The kids who live in Sunny Meadows call my mother 'The Cat Lady.'

She seems to enjoy her title. Sometimes after hearing a small child clamoring awkwardly up the wooden stairs outside and a soft knock on the metal screen, I will open the door to find a raggedy kid from the neighborhood gingerly holding out a ceramic or plastic cat figurine. The rowdier ones who lack inhibition and social skills will open the door without bothering to knock or stand at the bottom of the steps yelling, "Hey Cat Lady! I got you a cat!" However they come to her, my mother appreciates the gesture. She never fails to ooh and ahh over the gift. Invariably she will take the child by the hand and lead him or her to the shelf where the cats are lined up in silent rows. She will always ask for the child's opinion as to the best placement of her newest prize. While leading them back across the small rug that covers our living room floor, she hugs and thanks the kid, genuinely touched. They always leave grinning ear to ear, turning to wave at my mother who watches, not venturing out from behind the metal screen.

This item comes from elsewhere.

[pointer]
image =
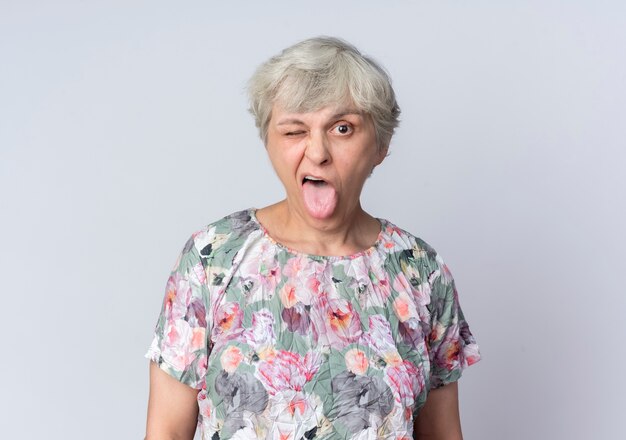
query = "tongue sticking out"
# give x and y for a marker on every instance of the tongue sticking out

My mother is a novelty where we live; our only claim to fame in the Sunny Meadows Trailer Park. Once after a new family moved into Lot 16, I listened through my bedroom window as a skinny boy with red hair and dirty teeth talked to the new girl and her sister while their parents carried taped-up boxes into a gray and white trailer. He pointed to our light blue home with the flower box in the front window and said, "The Cat Lady lives there. She has about a million cats and she never leaves the house." The new arrivals seemed both intrigued and impressed.

My mother collects cats – live ones and the kind that do not move from the shelf. At last count she had thirteen of the living variety and well over a hundred cat and kitten figurines. Most of the unmoving collection came one piece at a time from the neighborhood kids who go with their fists full of loose change to the dollar store in town. The live ones just appear. When I was younger, my mother said the cats let each other know where to go. I always imagined one of our fat, contented felines at night behind the trailers or out in the field whispering to a group of scrawny, ragged cats hunting for something to eat. I could see them pointing toward our trailer, a small warm light in the midst of the surrounding dark.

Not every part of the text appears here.